Mediation Talks Between U.S. Women’s Team and U.S. Soccer Break Down

Mediation talks between the United States women’s soccer team and U.S. Soccer ended without a resolution on Wednesday afternoon, damaging hopes that the sides could avoid a showdown in federal court over a gender discrimination lawsuit filed by the players earlier this year.

The sides had agreed to meet secretly for several days in New York this week, just over a month after the women’s team won its second straight World Cup championship.
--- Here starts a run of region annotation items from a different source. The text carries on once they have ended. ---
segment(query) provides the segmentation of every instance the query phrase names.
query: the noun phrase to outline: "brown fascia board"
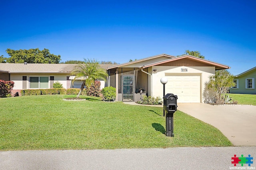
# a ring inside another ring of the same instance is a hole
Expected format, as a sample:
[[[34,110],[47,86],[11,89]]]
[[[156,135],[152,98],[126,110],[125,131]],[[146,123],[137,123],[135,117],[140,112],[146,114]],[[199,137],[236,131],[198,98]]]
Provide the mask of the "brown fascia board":
[[[236,77],[239,77],[240,76],[241,76],[243,74],[246,74],[246,73],[248,73],[248,72],[250,72],[251,71],[252,71],[254,69],[256,69],[256,67],[254,67],[254,68],[251,68],[251,69],[250,69],[249,70],[248,70],[247,71],[245,71],[244,72],[243,72],[242,73],[241,73],[241,74],[238,74],[238,75],[237,76],[236,76]]]
[[[135,61],[132,61],[129,62],[125,63],[123,64],[120,64],[116,65],[115,66],[108,67],[106,68],[106,69],[107,70],[109,70],[112,68],[117,68],[118,67],[122,67],[122,66],[125,66],[125,65],[130,64],[131,64],[136,63],[145,61],[149,59],[154,59],[154,58],[159,57],[170,57],[170,58],[173,58],[176,57],[174,55],[169,55],[168,54],[161,54],[158,55],[154,55],[154,56],[150,57],[149,57],[144,58],[144,59],[140,59],[138,60],[135,60]]]
[[[177,57],[175,57],[175,58],[170,59],[168,60],[164,60],[162,61],[160,61],[160,62],[156,63],[152,63],[150,64],[146,65],[145,66],[142,66],[143,68],[146,68],[152,66],[154,66],[158,64],[164,64],[166,63],[168,63],[169,62],[174,61],[178,60],[180,60],[183,59],[185,58],[189,58],[192,59],[192,60],[197,61],[200,62],[201,63],[204,63],[210,65],[212,65],[216,67],[218,67],[217,68],[216,68],[216,70],[223,70],[226,69],[229,69],[230,68],[230,67],[228,66],[226,66],[226,65],[223,65],[221,64],[218,63],[217,63],[214,62],[213,61],[208,61],[205,60],[204,59],[201,59],[198,57],[196,57],[192,56],[192,55],[183,55],[182,56]]]
[[[0,72],[8,73],[8,71],[0,70]]]
[[[70,72],[60,72],[60,71],[8,71],[9,73],[36,73],[36,74],[43,74],[43,73],[48,73],[48,74],[67,74],[70,73]]]

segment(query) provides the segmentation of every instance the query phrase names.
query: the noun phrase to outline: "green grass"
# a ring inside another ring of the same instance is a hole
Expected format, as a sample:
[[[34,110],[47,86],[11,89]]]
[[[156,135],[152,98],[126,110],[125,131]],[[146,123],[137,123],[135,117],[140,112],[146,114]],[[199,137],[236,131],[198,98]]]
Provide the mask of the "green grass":
[[[238,104],[256,106],[256,94],[227,94],[232,100],[237,100]]]
[[[0,98],[0,150],[228,146],[217,129],[182,112],[174,137],[164,135],[162,108],[107,102],[72,95]]]

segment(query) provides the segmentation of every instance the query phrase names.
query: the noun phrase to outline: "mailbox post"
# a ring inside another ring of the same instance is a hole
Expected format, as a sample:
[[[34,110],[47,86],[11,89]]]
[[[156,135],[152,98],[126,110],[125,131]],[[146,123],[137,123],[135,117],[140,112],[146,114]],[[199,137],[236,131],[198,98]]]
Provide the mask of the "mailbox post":
[[[166,114],[165,135],[167,136],[174,136],[173,133],[173,113],[177,111],[178,96],[172,93],[168,93],[163,98],[164,109]]]

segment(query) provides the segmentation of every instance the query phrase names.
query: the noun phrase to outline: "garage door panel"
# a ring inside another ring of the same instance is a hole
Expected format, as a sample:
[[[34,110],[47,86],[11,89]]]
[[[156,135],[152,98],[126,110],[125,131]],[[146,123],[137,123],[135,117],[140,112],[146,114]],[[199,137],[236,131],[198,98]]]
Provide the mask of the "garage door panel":
[[[200,102],[200,76],[168,76],[167,93],[178,96],[180,103]]]

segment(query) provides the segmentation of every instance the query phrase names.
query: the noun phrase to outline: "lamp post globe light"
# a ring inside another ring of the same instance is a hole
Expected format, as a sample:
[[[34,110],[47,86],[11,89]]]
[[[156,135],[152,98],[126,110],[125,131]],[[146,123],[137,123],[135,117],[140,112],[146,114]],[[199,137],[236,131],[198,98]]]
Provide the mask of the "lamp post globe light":
[[[163,89],[164,89],[164,94],[163,95],[163,97],[165,95],[165,84],[167,83],[168,82],[168,79],[166,77],[163,77],[161,78],[161,80],[160,80],[160,81],[161,82],[161,83],[163,84],[164,86]],[[164,109],[163,111],[163,116],[165,116],[165,112],[164,111]]]

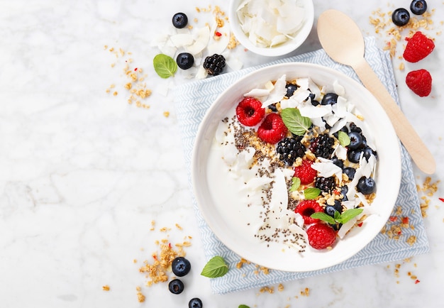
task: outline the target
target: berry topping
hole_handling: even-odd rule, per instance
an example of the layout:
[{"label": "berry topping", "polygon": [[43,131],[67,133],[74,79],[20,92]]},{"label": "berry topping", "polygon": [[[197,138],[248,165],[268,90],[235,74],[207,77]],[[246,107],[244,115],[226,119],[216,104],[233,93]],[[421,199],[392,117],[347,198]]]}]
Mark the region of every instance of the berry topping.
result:
[{"label": "berry topping", "polygon": [[307,185],[314,181],[318,172],[311,167],[313,162],[310,160],[302,160],[300,166],[294,167],[294,177],[301,180],[301,184]]},{"label": "berry topping", "polygon": [[335,177],[316,177],[316,180],[314,182],[314,187],[320,189],[323,192],[331,192],[335,188],[336,188]]},{"label": "berry topping", "polygon": [[338,102],[338,94],[335,93],[326,93],[322,100],[321,101],[321,105],[334,105]]},{"label": "berry topping", "polygon": [[223,71],[225,63],[225,57],[222,55],[215,53],[205,58],[204,68],[206,70],[208,75],[218,75]]},{"label": "berry topping", "polygon": [[361,148],[364,145],[364,138],[362,135],[356,131],[350,131],[348,133],[348,137],[350,138],[350,144],[348,148],[352,150],[356,150]]},{"label": "berry topping", "polygon": [[392,21],[400,27],[406,26],[410,21],[410,13],[404,8],[396,9],[392,13]]},{"label": "berry topping", "polygon": [[333,153],[335,140],[328,133],[319,135],[311,141],[310,150],[316,157],[329,159]]},{"label": "berry topping", "polygon": [[426,70],[409,72],[406,77],[407,87],[421,97],[427,97],[432,91],[432,77]]},{"label": "berry topping", "polygon": [[356,173],[356,169],[352,167],[347,167],[343,169],[343,172],[345,174],[345,175],[348,177],[348,180],[351,181],[355,177],[355,174]]},{"label": "berry topping", "polygon": [[172,16],[172,25],[179,29],[185,28],[188,24],[188,17],[184,13],[176,13]]},{"label": "berry topping", "polygon": [[177,257],[172,260],[171,264],[172,273],[177,277],[182,277],[189,273],[192,265],[188,260],[184,257]]},{"label": "berry topping", "polygon": [[172,294],[180,294],[184,290],[184,282],[179,279],[173,279],[168,284],[168,289]]},{"label": "berry topping", "polygon": [[325,249],[335,243],[336,231],[326,224],[316,224],[307,229],[310,246],[315,249]]},{"label": "berry topping", "polygon": [[316,200],[302,200],[296,206],[294,211],[302,215],[305,224],[310,224],[319,221],[319,219],[310,216],[313,213],[323,211],[323,209]]},{"label": "berry topping", "polygon": [[244,98],[236,107],[238,120],[245,126],[254,126],[265,116],[262,104],[253,97]]},{"label": "berry topping", "polygon": [[197,298],[192,298],[188,302],[188,308],[202,308],[202,301]]},{"label": "berry topping", "polygon": [[411,38],[407,38],[406,40],[408,42],[403,54],[406,61],[416,62],[423,60],[435,48],[433,40],[421,31],[415,32]]},{"label": "berry topping", "polygon": [[287,94],[285,94],[285,96],[287,97],[290,97],[293,96],[293,94],[294,93],[294,91],[297,89],[298,86],[293,84],[287,84],[285,87],[287,88]]},{"label": "berry topping", "polygon": [[301,138],[284,138],[277,143],[276,152],[279,154],[279,159],[287,165],[292,165],[297,158],[305,155],[305,145],[301,143]]},{"label": "berry topping", "polygon": [[285,137],[287,131],[281,116],[270,114],[257,128],[257,136],[265,142],[277,143]]},{"label": "berry topping", "polygon": [[189,53],[181,53],[176,58],[177,66],[182,70],[188,70],[194,64],[194,57]]},{"label": "berry topping", "polygon": [[410,11],[415,15],[422,15],[427,11],[427,2],[424,0],[414,0],[410,4]]},{"label": "berry topping", "polygon": [[326,214],[330,215],[332,217],[335,216],[335,212],[338,211],[339,214],[343,212],[343,205],[339,200],[335,200],[334,205],[327,205],[326,206],[326,209],[324,210]]},{"label": "berry topping", "polygon": [[372,177],[362,177],[359,179],[356,189],[364,194],[370,194],[376,191],[376,182]]}]

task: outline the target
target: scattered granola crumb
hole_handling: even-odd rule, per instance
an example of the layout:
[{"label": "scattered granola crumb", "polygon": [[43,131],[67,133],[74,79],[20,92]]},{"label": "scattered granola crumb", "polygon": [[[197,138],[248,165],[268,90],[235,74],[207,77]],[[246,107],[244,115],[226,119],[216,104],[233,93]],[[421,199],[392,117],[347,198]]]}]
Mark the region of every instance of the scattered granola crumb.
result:
[{"label": "scattered granola crumb", "polygon": [[270,294],[274,293],[274,287],[262,287],[259,290],[260,293],[265,293],[267,292]]},{"label": "scattered granola crumb", "polygon": [[279,292],[284,291],[284,285],[282,285],[282,283],[279,283],[279,285],[277,286],[277,290]]},{"label": "scattered granola crumb", "polygon": [[[131,53],[126,52],[122,48],[118,48],[118,50],[116,50],[114,48],[108,48],[108,45],[105,45],[105,50],[108,50],[110,53],[113,53],[117,59],[120,59],[126,55],[131,55]],[[125,82],[122,84],[123,89],[129,92],[130,95],[127,101],[129,104],[132,104],[135,102],[135,106],[139,108],[149,109],[150,106],[142,103],[140,99],[145,99],[149,97],[152,92],[148,89],[145,83],[143,82],[146,75],[143,75],[143,70],[140,67],[130,67],[129,64],[132,63],[133,60],[128,58],[124,60],[123,73],[128,79],[129,82]],[[111,67],[114,67],[117,63],[113,62],[111,65]],[[106,93],[111,92],[111,89],[113,88],[114,85],[112,84],[109,89],[106,89]],[[117,91],[113,92],[113,96],[117,96]]]},{"label": "scattered granola crumb", "polygon": [[427,210],[428,209],[431,199],[429,197],[433,197],[438,191],[438,185],[440,181],[438,180],[433,183],[431,177],[426,177],[426,180],[423,182],[422,186],[416,185],[416,189],[418,192],[421,193],[422,196],[421,199],[422,202],[419,204],[421,207],[421,213],[423,217],[427,217]]},{"label": "scattered granola crumb", "polygon": [[301,295],[302,296],[309,296],[310,295],[310,289],[306,287],[303,291],[301,291]]},{"label": "scattered granola crumb", "polygon": [[145,295],[143,295],[143,294],[142,293],[142,289],[140,288],[140,287],[137,287],[135,288],[135,290],[137,291],[137,299],[139,302],[145,302]]}]

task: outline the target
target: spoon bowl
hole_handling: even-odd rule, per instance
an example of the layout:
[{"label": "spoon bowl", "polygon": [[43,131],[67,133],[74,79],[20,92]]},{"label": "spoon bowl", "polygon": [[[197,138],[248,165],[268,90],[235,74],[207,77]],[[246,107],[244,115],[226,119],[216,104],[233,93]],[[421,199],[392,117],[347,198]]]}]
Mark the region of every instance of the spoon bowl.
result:
[{"label": "spoon bowl", "polygon": [[376,97],[416,166],[425,173],[434,173],[436,163],[431,153],[364,57],[364,38],[357,25],[339,11],[326,11],[318,19],[318,36],[326,53],[335,61],[352,67]]}]

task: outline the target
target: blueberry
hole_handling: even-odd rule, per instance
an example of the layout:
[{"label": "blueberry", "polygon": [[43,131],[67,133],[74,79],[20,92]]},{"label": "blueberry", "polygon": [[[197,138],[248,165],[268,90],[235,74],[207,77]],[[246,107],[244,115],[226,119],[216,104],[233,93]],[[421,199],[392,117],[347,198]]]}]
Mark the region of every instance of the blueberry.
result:
[{"label": "blueberry", "polygon": [[350,123],[350,131],[355,131],[356,133],[361,133],[362,130],[357,125],[355,124],[355,123],[352,122]]},{"label": "blueberry", "polygon": [[326,214],[327,215],[329,215],[329,216],[331,216],[332,217],[334,217],[335,216],[335,212],[336,211],[336,209],[332,205],[327,205],[326,207],[326,209],[324,210],[324,211],[326,212]]},{"label": "blueberry", "polygon": [[368,161],[370,156],[377,156],[377,153],[373,150],[373,149],[370,146],[366,146],[365,148],[364,148],[364,150],[362,152],[364,152],[364,157],[365,158],[367,161]]},{"label": "blueberry", "polygon": [[277,112],[277,107],[276,106],[276,103],[270,104],[267,106],[270,110],[273,112]]},{"label": "blueberry", "polygon": [[370,194],[376,191],[376,182],[372,177],[362,177],[357,181],[356,189],[364,194]]},{"label": "blueberry", "polygon": [[348,192],[348,186],[343,186],[340,187],[340,194],[343,195],[343,201],[348,201],[347,193]]},{"label": "blueberry", "polygon": [[202,308],[202,301],[197,297],[192,298],[188,302],[188,308]]},{"label": "blueberry", "polygon": [[336,156],[335,156],[334,158],[333,158],[331,159],[331,161],[333,163],[333,164],[336,165],[338,167],[339,167],[340,168],[343,168],[344,167],[344,161],[342,160],[340,160],[339,158],[338,158]]},{"label": "blueberry", "polygon": [[352,167],[347,167],[346,168],[344,168],[343,170],[343,172],[344,172],[348,177],[348,180],[351,181],[355,177],[355,173],[356,173],[356,169]]},{"label": "blueberry", "polygon": [[326,93],[321,101],[321,105],[334,105],[338,102],[338,94],[335,93]]},{"label": "blueberry", "polygon": [[359,159],[361,156],[361,153],[362,153],[362,150],[350,150],[347,152],[347,158],[351,163],[359,163]]},{"label": "blueberry", "polygon": [[399,26],[406,26],[410,20],[410,13],[409,11],[404,8],[396,9],[392,14],[392,21],[393,23]]},{"label": "blueberry", "polygon": [[176,58],[177,66],[182,70],[188,70],[194,64],[194,57],[189,53],[181,53]]},{"label": "blueberry", "polygon": [[177,257],[172,260],[171,264],[172,273],[178,277],[182,277],[189,273],[192,265],[188,260],[184,257]]},{"label": "blueberry", "polygon": [[180,294],[184,290],[184,282],[179,279],[173,279],[168,284],[168,289],[172,294]]},{"label": "blueberry", "polygon": [[361,148],[363,145],[364,138],[362,135],[356,131],[350,131],[348,133],[348,137],[350,138],[350,144],[348,148],[352,150],[356,150]]},{"label": "blueberry", "polygon": [[424,0],[414,0],[410,4],[410,11],[415,15],[422,15],[427,11],[427,2]]},{"label": "blueberry", "polygon": [[188,24],[188,17],[184,13],[176,13],[172,16],[172,25],[179,29],[185,28]]}]

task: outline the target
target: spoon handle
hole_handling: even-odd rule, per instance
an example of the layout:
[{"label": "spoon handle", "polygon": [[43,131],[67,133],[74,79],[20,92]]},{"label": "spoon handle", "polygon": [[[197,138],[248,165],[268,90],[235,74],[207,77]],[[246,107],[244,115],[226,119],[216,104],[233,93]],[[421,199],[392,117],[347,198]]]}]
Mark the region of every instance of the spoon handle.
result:
[{"label": "spoon handle", "polygon": [[425,173],[431,175],[435,172],[436,163],[431,153],[368,62],[362,57],[362,61],[353,65],[353,67],[362,84],[372,92],[385,110],[399,140],[416,166]]}]

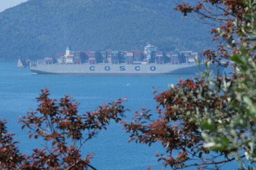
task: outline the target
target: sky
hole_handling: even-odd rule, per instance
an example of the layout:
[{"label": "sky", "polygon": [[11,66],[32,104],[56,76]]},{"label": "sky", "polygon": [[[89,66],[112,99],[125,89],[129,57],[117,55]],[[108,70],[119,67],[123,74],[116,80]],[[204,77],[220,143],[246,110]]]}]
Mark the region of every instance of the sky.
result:
[{"label": "sky", "polygon": [[0,12],[28,0],[0,0]]}]

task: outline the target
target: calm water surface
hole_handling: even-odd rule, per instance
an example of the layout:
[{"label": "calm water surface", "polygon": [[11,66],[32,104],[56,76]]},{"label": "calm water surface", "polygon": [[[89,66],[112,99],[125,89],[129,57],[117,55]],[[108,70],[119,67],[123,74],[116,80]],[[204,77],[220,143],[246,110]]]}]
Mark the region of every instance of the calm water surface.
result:
[{"label": "calm water surface", "polygon": [[[72,95],[81,104],[82,114],[95,110],[104,101],[110,101],[125,97],[125,106],[131,110],[126,112],[127,118],[132,117],[133,111],[143,105],[153,109],[153,87],[159,91],[168,89],[168,84],[176,83],[180,77],[184,79],[196,75],[37,75],[29,69],[16,69],[14,62],[0,62],[0,118],[8,119],[8,130],[15,133],[21,152],[31,154],[31,150],[41,147],[40,140],[29,140],[26,130],[21,130],[18,124],[19,115],[25,115],[29,108],[36,109],[35,98],[40,90],[48,88],[51,98],[59,99],[64,94]],[[91,164],[98,169],[145,169],[147,165],[153,169],[161,167],[154,156],[158,150],[163,152],[160,144],[151,147],[134,142],[128,143],[128,134],[122,130],[119,124],[112,123],[108,130],[101,131],[96,138],[89,141],[83,148],[85,155],[95,154]],[[236,166],[230,164],[223,169],[234,169]],[[195,169],[195,168],[194,168]]]}]

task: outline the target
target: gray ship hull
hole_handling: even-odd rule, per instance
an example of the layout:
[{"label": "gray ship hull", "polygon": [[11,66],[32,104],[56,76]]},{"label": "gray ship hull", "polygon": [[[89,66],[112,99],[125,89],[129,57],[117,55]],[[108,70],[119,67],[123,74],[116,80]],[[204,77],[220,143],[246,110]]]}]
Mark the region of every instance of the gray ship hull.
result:
[{"label": "gray ship hull", "polygon": [[[210,66],[216,73],[222,73],[223,67],[215,65]],[[32,72],[38,74],[194,74],[205,69],[205,64],[46,64],[32,65]]]}]

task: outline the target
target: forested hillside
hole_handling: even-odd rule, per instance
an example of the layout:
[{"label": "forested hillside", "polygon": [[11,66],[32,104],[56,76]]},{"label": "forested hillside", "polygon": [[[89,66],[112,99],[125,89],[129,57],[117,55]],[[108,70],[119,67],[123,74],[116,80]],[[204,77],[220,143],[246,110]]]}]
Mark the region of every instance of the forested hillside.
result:
[{"label": "forested hillside", "polygon": [[210,47],[206,26],[185,20],[169,0],[30,0],[0,13],[0,60],[74,50]]}]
The mediation sessions were expected to be the most substantive face-to-face discussions between the team and the federation about equal pay and other workplace issues since they hammered out the details of the players’ current collective bargaining agreement in April 2017.

The talks had included members of the women’s team and senior officials from U.S. Soccer, as well as lawyers for both sides.

“We entered this week’s mediation with representatives of U.S.S.F. full of hope,” Molly Levinson, a spokeswoman for the players, said in a statement. “Today we must conclude these meetings sorely disappointed in the federation’s determination to perpetuate fundamentally discriminatory workplace conditions and behavior. It is clear that U.S.S.F., including its board of directors and President Carlos Cordeiro, fully intend to continue to compensate women players less than men. They will not succeed.”

U.S. Soccer made no immediate public comments on the sessions, which both sides had agreed would take place in the strictest secrecy.

Neil Buethe, a spokesman for U.S. Soccer, declined to elaborate on what was discussed, saying only, “We are continuing to work to find a resolution.”

With no further mediation sessions scheduled, the sides appear headed back to federal court.

Twenty-eight members of the women’s team sued U.S. Soccer in federal court in March, a significant escalation of the team’s multiyear fight with the federation over equal pay and equal treatment. The players said they were victims of “institutionalized gender discrimination” that affected everything from their paychecks and working conditions to the way they traveled to matches and the hotels in which they slept.

U.S. Soccer chose not to wage a public fight with the team over the lawsuit in the months leading to this summer’s World Cup in France, concluding it would be counterproductive — not to mention terrible optics — to do so as the players pursued a second consecutive world championship. Instead it poured millions of dollars into World Cup preparations and operations, including a private jet to ferry the players home from Europe to their victory parade in New York.

It also agreed to take part in this week’s mediation sessions with the women’s players to try to resolve the gender discrimination lawsuit. But with the World Cup over, and federation sponsors adding to the pressure on U.S. Soccer to resolve the equal pay fight with the women’s team, U.S. Soccer began laying out its own case, too.

On July 29, Cordeiro, the federation’s president, released an open letter to U.S. Soccer’s membership that included a fact sheet that he said proved the women’s team actually was earning more than its men’s counterparts. This month, Politico broke the news that U.S. Soccer also had hired lobbyists to push back against the women’s team’s equal pay claims with members of Congress. It later reported that those lobbyists even reached out to candidates for the Democratic presidential nomination, fearing the issue of equal pay might come up in a nationally televised debate.

Both moves enraged supporters of the women’s teams and the players themselves, all of whom called the federation’s math — and its tactics — into question.

The issue of equal pay in U.S. Soccer is a complicated one. While both teams represent the United States in international competition under the federation’s auspices, they are paid differently by U.S. Soccer because each team has negotiated its own collective bargaining agreement.

The men, who make most of their on-field income through their contracts with professional clubs, have a bonus-only system with U.S. Soccer. The women’s players, at their own request and for their own financial security, have for years bargained for fulltime salaries from the federation that require them to play for clubs in the top American league, the National Women’s Soccer League. The women’s incomes are supplemented by bonuses for performances in major competitions, and smaller match bonuses than the men’s team earns.